= Internet challenge =

Popular phenomenon on the Internet

Internet challenges are a popular phenomenon on the Internet, encompassing a wide range of videos in which individuals record themselves performing specific actions or tasks, often daring others to do the same. These challenges have become a significant part of Internet meme culture, with many of them gaining widespread attention and popularity through memes. Notable examples of such challenges include the ALS Ice Bucket challenge, which gained viral status in mid-2014, and the TrashTag Challenge, which became popular in 2019.

The concept of Internet challenges shares similarities with the classic dare games played by children, wherein participants dare each other to undertake actions that are typically unconventional or out of the ordinary.
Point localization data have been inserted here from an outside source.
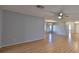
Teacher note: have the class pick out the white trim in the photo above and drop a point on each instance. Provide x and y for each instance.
(19, 43)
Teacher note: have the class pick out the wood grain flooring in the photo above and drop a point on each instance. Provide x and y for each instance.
(59, 44)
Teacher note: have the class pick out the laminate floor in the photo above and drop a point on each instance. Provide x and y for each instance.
(58, 44)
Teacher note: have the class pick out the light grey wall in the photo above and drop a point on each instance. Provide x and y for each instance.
(19, 28)
(0, 27)
(60, 28)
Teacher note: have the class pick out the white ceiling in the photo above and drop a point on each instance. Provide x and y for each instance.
(70, 10)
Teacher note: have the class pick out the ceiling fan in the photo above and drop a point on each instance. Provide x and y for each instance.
(58, 15)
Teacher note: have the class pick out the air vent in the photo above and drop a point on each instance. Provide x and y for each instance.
(40, 6)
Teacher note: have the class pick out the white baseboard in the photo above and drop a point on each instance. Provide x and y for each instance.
(18, 43)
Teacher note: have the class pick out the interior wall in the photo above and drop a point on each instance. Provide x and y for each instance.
(19, 28)
(60, 28)
(0, 27)
(77, 28)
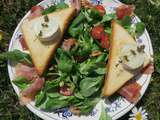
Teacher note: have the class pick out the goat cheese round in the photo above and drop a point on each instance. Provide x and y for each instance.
(131, 58)
(46, 28)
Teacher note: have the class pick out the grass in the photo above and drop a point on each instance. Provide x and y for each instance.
(11, 12)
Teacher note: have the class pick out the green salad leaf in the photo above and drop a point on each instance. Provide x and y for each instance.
(108, 17)
(21, 82)
(40, 98)
(90, 85)
(140, 27)
(65, 64)
(53, 8)
(104, 115)
(16, 56)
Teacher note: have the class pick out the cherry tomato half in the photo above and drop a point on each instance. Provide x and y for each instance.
(23, 43)
(100, 9)
(97, 32)
(124, 10)
(66, 91)
(35, 8)
(105, 41)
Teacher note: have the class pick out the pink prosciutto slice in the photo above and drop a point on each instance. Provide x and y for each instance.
(29, 94)
(131, 91)
(68, 44)
(148, 70)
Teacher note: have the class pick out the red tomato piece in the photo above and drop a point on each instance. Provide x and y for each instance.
(97, 32)
(100, 9)
(36, 11)
(35, 8)
(124, 10)
(23, 43)
(66, 91)
(105, 41)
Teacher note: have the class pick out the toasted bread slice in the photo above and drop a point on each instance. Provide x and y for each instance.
(117, 75)
(41, 52)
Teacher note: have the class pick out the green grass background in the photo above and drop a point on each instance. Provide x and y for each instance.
(11, 12)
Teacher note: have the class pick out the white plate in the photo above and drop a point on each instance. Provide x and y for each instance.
(115, 107)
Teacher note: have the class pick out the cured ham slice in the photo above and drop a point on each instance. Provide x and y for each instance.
(76, 4)
(131, 91)
(29, 73)
(29, 94)
(68, 44)
(148, 70)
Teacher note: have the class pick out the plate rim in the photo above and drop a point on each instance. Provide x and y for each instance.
(36, 110)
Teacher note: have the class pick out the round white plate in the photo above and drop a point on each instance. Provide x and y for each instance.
(116, 107)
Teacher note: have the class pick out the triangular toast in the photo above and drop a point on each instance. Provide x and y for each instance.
(41, 53)
(117, 76)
While some challenges have emerged solely within the digital realm, there are instances where challenges or tasks predate the Internet and have resurfaced in a modified form online. The allure of internet challenges can be attributed, in part, to individuals' desire for attention and social validation, particularly among teenagers. Several of these challenges carry inherent risks and can be potentially dangerous.
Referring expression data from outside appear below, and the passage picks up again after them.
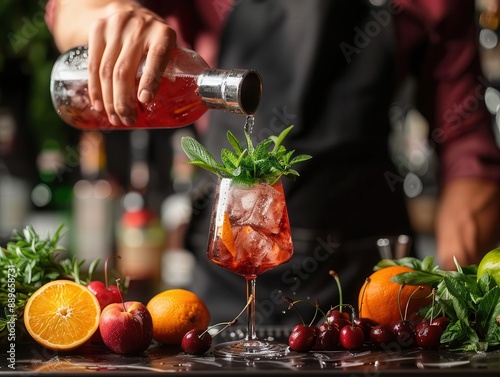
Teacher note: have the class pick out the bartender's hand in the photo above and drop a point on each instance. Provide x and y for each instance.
(121, 35)
(468, 221)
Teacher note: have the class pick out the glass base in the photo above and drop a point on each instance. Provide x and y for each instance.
(251, 348)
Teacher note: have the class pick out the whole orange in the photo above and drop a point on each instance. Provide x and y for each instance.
(174, 313)
(378, 297)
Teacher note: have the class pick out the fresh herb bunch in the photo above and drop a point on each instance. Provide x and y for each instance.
(27, 263)
(472, 305)
(247, 165)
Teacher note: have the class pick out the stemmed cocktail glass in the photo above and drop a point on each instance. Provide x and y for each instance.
(249, 234)
(249, 231)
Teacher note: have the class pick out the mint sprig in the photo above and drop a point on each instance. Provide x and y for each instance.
(29, 261)
(473, 305)
(249, 165)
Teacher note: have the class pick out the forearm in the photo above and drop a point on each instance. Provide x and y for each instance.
(72, 19)
(468, 221)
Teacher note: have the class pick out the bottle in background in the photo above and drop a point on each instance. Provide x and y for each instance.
(140, 235)
(95, 198)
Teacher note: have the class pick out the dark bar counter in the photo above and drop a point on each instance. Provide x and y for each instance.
(34, 360)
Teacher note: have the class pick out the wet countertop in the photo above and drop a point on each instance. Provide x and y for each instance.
(29, 359)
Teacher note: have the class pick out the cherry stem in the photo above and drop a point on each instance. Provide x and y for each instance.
(433, 293)
(337, 280)
(367, 280)
(410, 297)
(353, 311)
(120, 293)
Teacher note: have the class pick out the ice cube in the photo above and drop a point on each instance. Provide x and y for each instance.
(251, 246)
(260, 207)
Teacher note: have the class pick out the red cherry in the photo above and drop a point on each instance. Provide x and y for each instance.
(334, 314)
(429, 336)
(105, 295)
(366, 325)
(351, 337)
(329, 339)
(302, 338)
(381, 336)
(405, 333)
(196, 341)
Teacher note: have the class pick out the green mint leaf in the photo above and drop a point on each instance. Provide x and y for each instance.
(417, 277)
(487, 311)
(235, 143)
(250, 165)
(278, 140)
(199, 155)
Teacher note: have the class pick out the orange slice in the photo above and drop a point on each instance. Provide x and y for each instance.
(227, 235)
(62, 315)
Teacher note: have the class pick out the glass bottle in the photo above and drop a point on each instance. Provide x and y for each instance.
(188, 89)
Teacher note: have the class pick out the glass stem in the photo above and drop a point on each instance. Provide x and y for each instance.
(251, 310)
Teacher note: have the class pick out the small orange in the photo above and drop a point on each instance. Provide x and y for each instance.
(62, 315)
(378, 297)
(174, 313)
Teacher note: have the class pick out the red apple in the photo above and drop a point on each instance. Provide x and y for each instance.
(126, 328)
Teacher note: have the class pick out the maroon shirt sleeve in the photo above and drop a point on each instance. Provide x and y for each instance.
(437, 42)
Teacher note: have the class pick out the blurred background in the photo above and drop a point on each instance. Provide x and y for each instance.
(51, 173)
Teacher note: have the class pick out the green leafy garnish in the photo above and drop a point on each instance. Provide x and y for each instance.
(473, 305)
(248, 165)
(26, 263)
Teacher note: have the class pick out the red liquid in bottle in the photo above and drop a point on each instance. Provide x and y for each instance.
(176, 104)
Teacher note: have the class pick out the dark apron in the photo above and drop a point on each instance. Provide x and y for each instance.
(328, 69)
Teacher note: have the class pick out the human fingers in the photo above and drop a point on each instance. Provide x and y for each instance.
(159, 48)
(96, 47)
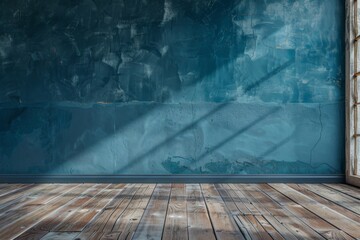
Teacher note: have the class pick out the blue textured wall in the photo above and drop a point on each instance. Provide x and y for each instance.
(172, 86)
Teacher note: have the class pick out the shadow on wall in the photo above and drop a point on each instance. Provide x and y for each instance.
(133, 87)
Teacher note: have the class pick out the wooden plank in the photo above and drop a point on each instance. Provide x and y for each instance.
(264, 217)
(299, 187)
(319, 225)
(105, 221)
(126, 223)
(288, 220)
(176, 218)
(253, 228)
(28, 220)
(347, 189)
(341, 199)
(22, 195)
(335, 218)
(198, 219)
(29, 196)
(269, 228)
(6, 189)
(60, 236)
(81, 217)
(50, 222)
(224, 225)
(152, 222)
(37, 199)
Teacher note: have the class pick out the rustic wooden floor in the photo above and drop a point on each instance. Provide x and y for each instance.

Controversy has surrounded Internet challenges, primarily due to the harmful nature of certain tasks. Instances like the Cinnamon challenge or the Tide Pod challenge serve as striking examples, where participants have suffered severe injuries or even died. In response to such dangers, platforms like YouTube have disallowed the promotion of these challenges, leading many individuals to turn to alternative platforms like TikTok, where the creation and dissemination of such challenges are not subjected to strict moderation.

Moreover, some challenges have drawn criticism for their rude or disrespectful nature. The Gallon Smashing Internet challenge, for instance, gained notoriety for encouraging participants to purposefully spill or smash gallon containers of liquid in public places, resulting in inconvenience and potential harm to others.